This is just a dream
“I can’t believe you’re back,” he whispered as he approached me.
“Well, my dreams tend to be recurring,” I replied, “although not usually immediately.” He took my hand and we started walking. I continued, “The only dream I remember revisiting night after night for weeks on end was a nightmare. I woke up every morning at precisely 4:26 after being frightened by a vampire in the dream. He would make fun of my making crucifix signs at him with my fingers.” I laughed. “I was kind of stupid afraid of vampires, at the time.”
“No longer?” he asked stroking my finger with his as we walked.
“Fortunately, that irrational fear has not been tested asleep or awake, so, I’m good…I guess,” I said.
He turned his head to look at me and smiled, “Don’t worry, I am not a vampire.”
I laughed, “But would you tell me if you were? And really, I’m dreaming, does it matter?”
He slowed and stopped. Taking my shoulders in his hands he said, “Are you so certain that you are dreaming?”
“Well, I remember going to bed last night, and the one before. I dreamed I was here with you, but I woke up in my bed in my home, where I’ve lived all my adult life.”
“But if this is merely a dream, how is that we are here together? How is it that I remembered you – looked for you, waited for you, and here you are? I don’t believe that I am an illusion. I believe that I exist. I am. Just as you are. Not to frighten you, but I believe we are here in this world that is not your world, perhaps, but it is ours.”
He pulled me into his arms. It was dark around us. We were in the same room where we had been the night before. Cloaked in shadows, I could see the overstuffed chairs, the wardrobe, a canopied bed. I closed my eyes and leaned my head on his chest. I listened for his heartbeat.

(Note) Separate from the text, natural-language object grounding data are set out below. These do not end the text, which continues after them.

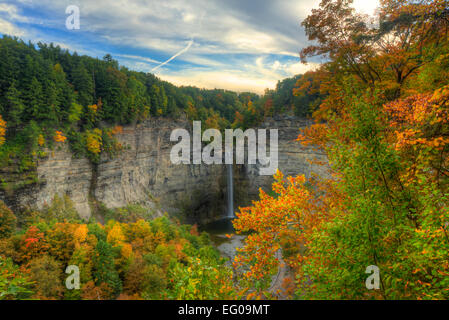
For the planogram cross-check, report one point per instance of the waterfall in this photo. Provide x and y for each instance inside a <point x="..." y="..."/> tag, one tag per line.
<point x="230" y="181"/>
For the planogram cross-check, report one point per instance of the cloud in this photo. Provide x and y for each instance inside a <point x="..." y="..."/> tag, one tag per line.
<point x="189" y="44"/>
<point x="10" y="29"/>
<point x="240" y="45"/>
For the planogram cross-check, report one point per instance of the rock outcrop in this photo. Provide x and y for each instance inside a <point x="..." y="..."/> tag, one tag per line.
<point x="143" y="173"/>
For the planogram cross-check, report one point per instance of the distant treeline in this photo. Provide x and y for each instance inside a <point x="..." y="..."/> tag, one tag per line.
<point x="49" y="95"/>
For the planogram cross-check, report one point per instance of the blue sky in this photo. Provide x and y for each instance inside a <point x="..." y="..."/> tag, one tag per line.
<point x="242" y="45"/>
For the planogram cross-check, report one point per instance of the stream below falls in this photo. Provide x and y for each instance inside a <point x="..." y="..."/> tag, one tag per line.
<point x="218" y="231"/>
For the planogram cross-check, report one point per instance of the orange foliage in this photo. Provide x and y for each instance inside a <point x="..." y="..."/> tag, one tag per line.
<point x="2" y="130"/>
<point x="59" y="137"/>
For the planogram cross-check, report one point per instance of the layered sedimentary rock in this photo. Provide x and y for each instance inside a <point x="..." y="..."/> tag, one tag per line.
<point x="143" y="173"/>
<point x="293" y="159"/>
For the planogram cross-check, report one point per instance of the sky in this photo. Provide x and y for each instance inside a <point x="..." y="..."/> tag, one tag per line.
<point x="240" y="45"/>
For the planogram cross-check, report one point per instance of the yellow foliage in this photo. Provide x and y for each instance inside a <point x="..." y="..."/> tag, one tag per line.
<point x="94" y="141"/>
<point x="41" y="140"/>
<point x="115" y="236"/>
<point x="59" y="137"/>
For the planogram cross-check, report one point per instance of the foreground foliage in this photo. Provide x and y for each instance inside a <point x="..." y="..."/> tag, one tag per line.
<point x="384" y="125"/>
<point x="157" y="259"/>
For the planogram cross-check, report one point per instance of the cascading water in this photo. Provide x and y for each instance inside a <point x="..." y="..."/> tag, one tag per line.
<point x="230" y="182"/>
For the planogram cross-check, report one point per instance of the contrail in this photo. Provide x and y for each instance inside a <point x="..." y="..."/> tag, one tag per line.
<point x="176" y="55"/>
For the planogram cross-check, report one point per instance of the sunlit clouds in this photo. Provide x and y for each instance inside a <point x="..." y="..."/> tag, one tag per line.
<point x="234" y="44"/>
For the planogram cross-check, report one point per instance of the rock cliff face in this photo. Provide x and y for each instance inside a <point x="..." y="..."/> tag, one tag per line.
<point x="294" y="159"/>
<point x="143" y="173"/>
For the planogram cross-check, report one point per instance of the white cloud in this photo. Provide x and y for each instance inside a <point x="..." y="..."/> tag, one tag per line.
<point x="10" y="29"/>
<point x="366" y="6"/>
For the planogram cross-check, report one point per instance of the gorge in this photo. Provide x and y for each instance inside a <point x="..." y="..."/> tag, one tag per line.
<point x="143" y="173"/>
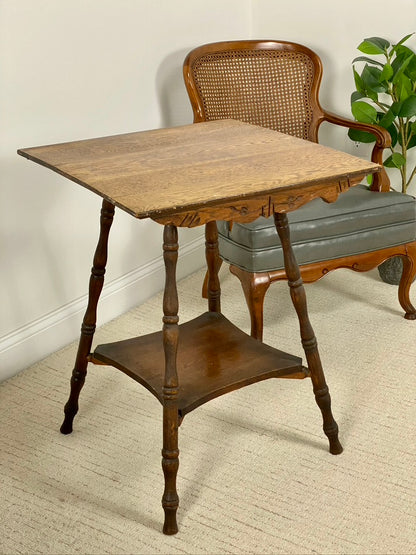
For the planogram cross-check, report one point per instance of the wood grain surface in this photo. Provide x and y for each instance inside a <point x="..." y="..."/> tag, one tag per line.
<point x="171" y="171"/>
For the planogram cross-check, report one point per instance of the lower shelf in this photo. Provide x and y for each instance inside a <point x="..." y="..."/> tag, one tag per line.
<point x="214" y="357"/>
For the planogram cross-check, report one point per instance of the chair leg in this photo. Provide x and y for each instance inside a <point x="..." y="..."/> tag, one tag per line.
<point x="255" y="287"/>
<point x="309" y="342"/>
<point x="408" y="275"/>
<point x="90" y="318"/>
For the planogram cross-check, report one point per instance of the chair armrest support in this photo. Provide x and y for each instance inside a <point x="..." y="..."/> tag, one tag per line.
<point x="381" y="181"/>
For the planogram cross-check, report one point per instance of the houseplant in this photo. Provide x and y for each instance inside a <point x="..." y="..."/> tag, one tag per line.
<point x="386" y="95"/>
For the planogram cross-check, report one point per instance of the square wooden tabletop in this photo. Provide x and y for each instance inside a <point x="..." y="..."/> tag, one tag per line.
<point x="163" y="171"/>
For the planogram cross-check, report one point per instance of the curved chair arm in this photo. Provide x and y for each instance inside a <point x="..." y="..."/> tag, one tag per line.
<point x="381" y="181"/>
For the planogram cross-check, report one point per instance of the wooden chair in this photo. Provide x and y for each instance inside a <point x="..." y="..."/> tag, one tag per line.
<point x="275" y="84"/>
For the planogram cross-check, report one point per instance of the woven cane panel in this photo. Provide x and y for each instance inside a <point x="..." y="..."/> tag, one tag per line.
<point x="267" y="88"/>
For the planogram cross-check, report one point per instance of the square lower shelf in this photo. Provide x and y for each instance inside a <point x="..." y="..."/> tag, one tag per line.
<point x="214" y="357"/>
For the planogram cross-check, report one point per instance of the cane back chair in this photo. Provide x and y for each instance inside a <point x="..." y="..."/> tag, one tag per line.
<point x="275" y="84"/>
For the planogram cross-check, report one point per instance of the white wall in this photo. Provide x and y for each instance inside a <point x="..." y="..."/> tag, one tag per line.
<point x="73" y="69"/>
<point x="333" y="30"/>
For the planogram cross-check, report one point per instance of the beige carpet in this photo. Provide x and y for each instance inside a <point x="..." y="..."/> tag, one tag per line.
<point x="255" y="475"/>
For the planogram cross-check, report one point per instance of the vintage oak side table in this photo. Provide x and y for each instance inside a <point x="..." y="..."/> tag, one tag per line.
<point x="184" y="177"/>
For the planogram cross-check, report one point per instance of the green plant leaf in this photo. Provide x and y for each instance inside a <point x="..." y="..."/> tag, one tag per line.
<point x="369" y="60"/>
<point x="399" y="66"/>
<point x="396" y="160"/>
<point x="403" y="87"/>
<point x="387" y="119"/>
<point x="361" y="136"/>
<point x="371" y="79"/>
<point x="362" y="111"/>
<point x="408" y="107"/>
<point x="386" y="73"/>
<point x="359" y="84"/>
<point x="374" y="46"/>
<point x="404" y="39"/>
<point x="356" y="95"/>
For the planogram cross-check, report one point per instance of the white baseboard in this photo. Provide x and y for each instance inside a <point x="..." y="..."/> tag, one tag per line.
<point x="32" y="342"/>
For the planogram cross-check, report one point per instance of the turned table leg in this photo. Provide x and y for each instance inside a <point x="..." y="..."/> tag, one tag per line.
<point x="213" y="266"/>
<point x="170" y="451"/>
<point x="90" y="318"/>
<point x="309" y="342"/>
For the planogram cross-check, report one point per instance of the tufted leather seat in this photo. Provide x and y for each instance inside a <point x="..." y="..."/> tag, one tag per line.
<point x="275" y="84"/>
<point x="360" y="221"/>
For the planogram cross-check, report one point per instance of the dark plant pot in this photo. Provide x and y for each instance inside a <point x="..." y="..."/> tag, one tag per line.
<point x="391" y="270"/>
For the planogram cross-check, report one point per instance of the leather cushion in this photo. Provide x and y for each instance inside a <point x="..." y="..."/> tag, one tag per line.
<point x="359" y="221"/>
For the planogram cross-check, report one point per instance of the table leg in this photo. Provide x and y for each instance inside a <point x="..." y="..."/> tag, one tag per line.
<point x="309" y="342"/>
<point x="213" y="266"/>
<point x="90" y="318"/>
<point x="170" y="451"/>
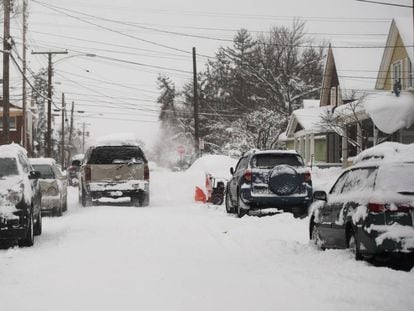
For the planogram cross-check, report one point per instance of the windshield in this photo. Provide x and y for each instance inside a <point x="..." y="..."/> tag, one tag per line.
<point x="396" y="178"/>
<point x="116" y="155"/>
<point x="45" y="171"/>
<point x="272" y="160"/>
<point x="8" y="166"/>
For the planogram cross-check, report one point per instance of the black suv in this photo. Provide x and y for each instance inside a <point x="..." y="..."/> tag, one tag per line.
<point x="20" y="197"/>
<point x="269" y="179"/>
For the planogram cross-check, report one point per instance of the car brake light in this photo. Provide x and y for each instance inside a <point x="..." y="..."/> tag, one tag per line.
<point x="88" y="173"/>
<point x="376" y="208"/>
<point x="307" y="176"/>
<point x="247" y="176"/>
<point x="146" y="172"/>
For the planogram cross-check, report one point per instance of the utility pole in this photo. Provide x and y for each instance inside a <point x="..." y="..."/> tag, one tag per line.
<point x="6" y="72"/>
<point x="49" y="99"/>
<point x="71" y="130"/>
<point x="196" y="125"/>
<point x="24" y="68"/>
<point x="63" y="131"/>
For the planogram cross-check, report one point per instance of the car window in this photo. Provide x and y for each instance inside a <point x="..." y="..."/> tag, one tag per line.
<point x="242" y="165"/>
<point x="8" y="167"/>
<point x="116" y="155"/>
<point x="339" y="184"/>
<point x="45" y="171"/>
<point x="360" y="180"/>
<point x="270" y="160"/>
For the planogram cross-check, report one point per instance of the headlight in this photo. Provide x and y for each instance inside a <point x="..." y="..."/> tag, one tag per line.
<point x="52" y="191"/>
<point x="14" y="197"/>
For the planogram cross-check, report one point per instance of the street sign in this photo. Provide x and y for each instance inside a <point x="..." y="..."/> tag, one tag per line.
<point x="181" y="149"/>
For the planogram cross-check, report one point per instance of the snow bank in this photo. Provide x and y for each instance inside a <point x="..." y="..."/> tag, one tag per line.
<point x="120" y="139"/>
<point x="388" y="151"/>
<point x="389" y="112"/>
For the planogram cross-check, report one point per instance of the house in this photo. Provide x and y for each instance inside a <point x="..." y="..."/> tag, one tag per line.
<point x="361" y="116"/>
<point x="16" y="125"/>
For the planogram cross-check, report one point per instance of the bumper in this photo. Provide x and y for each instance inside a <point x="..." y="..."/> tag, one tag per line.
<point x="117" y="189"/>
<point x="374" y="242"/>
<point x="50" y="203"/>
<point x="288" y="203"/>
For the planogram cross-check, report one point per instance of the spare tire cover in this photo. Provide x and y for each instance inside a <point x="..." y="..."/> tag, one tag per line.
<point x="284" y="180"/>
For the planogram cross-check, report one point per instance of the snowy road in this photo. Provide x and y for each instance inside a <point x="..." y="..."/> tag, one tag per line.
<point x="177" y="255"/>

When I had awakened this morning, alone in my own bed at home, I had told myself to do that – listen for his heartbeat – in order to prove to myself that it was a dream; a delusion produced by an overactive, lonely and slightly melancholy brain.
This is just I dream, I said to myself. Prove it, an inner voice replied. He can’t have a heartbeat if it’s just a dream. Right?
His warmth encircled me. I could feel the slow thump of his heart against my cheek. My own began to pound.
“I can hear your heart beat,” I whispered.
“I can feel yours,” he said as he lowered his lips to mine.
I don’t want to wake up, I thought, just before I did.